Dans ce cadre, des « entreprises à but d’emploi », qui peuvent être créées sous forme associative, embauchent en contrat à durée indéterminée des personnes privées d’emploi depuis plus d’un an et domiciliés depuis au moins 6 mois dans l’un des territoires participant à l’expérimentation. En contrepartie, les pouvoirs publics (État, collectivités territoriales…) leur versent une aide financière annuelle.
Instaurée d’abord sur 10 territoires, cette expérimentation a été étendue à plus de 60 nouveaux territoires choisis par le ministère du Travail, du Plein Emploi et de l’Insertion après appel à candidatures.

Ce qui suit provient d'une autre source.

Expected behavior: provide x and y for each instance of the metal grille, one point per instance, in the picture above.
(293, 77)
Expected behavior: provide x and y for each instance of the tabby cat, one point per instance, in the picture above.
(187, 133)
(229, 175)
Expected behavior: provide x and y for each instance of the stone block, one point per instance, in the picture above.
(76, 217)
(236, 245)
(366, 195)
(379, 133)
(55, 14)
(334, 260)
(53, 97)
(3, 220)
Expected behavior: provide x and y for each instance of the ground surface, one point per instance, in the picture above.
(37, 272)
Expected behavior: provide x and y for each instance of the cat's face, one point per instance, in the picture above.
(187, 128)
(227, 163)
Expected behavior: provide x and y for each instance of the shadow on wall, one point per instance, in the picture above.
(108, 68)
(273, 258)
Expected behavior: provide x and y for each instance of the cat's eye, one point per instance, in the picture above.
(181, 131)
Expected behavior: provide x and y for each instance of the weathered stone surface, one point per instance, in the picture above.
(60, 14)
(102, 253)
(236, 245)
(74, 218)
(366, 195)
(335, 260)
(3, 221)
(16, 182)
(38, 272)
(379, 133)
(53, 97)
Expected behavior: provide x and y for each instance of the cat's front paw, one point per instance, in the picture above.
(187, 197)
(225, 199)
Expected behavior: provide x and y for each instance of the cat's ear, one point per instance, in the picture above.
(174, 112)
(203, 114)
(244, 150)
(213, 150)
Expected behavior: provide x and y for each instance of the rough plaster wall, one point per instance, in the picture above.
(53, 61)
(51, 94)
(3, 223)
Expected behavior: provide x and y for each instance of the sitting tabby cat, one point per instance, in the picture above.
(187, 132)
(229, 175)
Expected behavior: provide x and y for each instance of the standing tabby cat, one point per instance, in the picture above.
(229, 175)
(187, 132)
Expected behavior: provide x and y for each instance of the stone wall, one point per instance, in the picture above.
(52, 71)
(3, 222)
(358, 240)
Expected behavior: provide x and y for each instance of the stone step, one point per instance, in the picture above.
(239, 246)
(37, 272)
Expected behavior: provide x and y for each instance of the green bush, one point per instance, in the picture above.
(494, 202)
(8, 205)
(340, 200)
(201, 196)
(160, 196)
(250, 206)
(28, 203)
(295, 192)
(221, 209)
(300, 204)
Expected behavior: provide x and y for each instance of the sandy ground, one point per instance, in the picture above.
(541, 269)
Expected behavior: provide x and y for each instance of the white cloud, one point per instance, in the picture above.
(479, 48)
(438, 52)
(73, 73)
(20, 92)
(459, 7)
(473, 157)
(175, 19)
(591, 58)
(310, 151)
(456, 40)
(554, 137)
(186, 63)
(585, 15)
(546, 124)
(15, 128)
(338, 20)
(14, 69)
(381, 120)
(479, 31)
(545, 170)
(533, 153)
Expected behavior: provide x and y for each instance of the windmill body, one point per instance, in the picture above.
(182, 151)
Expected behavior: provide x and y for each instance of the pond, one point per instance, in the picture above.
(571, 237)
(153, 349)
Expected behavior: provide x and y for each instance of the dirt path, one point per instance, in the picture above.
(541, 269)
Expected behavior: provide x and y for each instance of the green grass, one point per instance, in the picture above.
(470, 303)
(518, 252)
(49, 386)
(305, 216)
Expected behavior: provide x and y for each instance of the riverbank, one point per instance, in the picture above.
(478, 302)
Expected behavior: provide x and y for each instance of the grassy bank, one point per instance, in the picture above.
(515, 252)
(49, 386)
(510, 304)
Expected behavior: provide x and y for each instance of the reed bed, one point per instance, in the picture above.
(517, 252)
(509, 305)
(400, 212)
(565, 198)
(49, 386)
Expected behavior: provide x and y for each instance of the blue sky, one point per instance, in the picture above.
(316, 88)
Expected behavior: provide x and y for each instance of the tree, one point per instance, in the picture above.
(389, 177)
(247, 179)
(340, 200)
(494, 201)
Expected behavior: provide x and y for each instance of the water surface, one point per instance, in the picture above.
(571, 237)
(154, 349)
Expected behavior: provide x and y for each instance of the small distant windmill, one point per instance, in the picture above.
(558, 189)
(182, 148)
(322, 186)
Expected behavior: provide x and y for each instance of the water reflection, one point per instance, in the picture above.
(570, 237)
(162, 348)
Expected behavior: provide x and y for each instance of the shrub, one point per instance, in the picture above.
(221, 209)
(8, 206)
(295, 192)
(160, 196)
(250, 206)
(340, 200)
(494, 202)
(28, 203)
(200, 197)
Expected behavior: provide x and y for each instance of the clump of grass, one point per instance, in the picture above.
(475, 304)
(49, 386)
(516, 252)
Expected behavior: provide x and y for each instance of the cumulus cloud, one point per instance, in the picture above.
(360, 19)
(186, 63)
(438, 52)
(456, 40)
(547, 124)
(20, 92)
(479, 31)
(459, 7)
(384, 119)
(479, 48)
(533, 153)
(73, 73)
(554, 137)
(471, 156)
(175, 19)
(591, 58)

Et 8 nouveaux territoires viennent encore d’être habilités à ce titre, à savoir :- Jaunay-Marigny/Dissay (Vienne) ;- Bottière – Pin Sec et Nantes Est pour le Droit à l’Emploi (Loire-Atlantique) ;- Rives du Haut Allier (Haute-Loire) ;- Loireauxence (Loire-Atlantique) ;- Communauté de communes de Mimizan (Landes) ;- Rezé (Loire-Atlantique) ;- Grammont-Grenet-Voltaire-Lods (Sotteville-lès-Rouen/Rouen) (Seine-Maritime) ;- Plessé (Loire-Atlantique).
En chiffres : au 24 mars 2025, 86 entreprises à but d’emploi faisaient travailler 3 612 personnes sur 83 territoires.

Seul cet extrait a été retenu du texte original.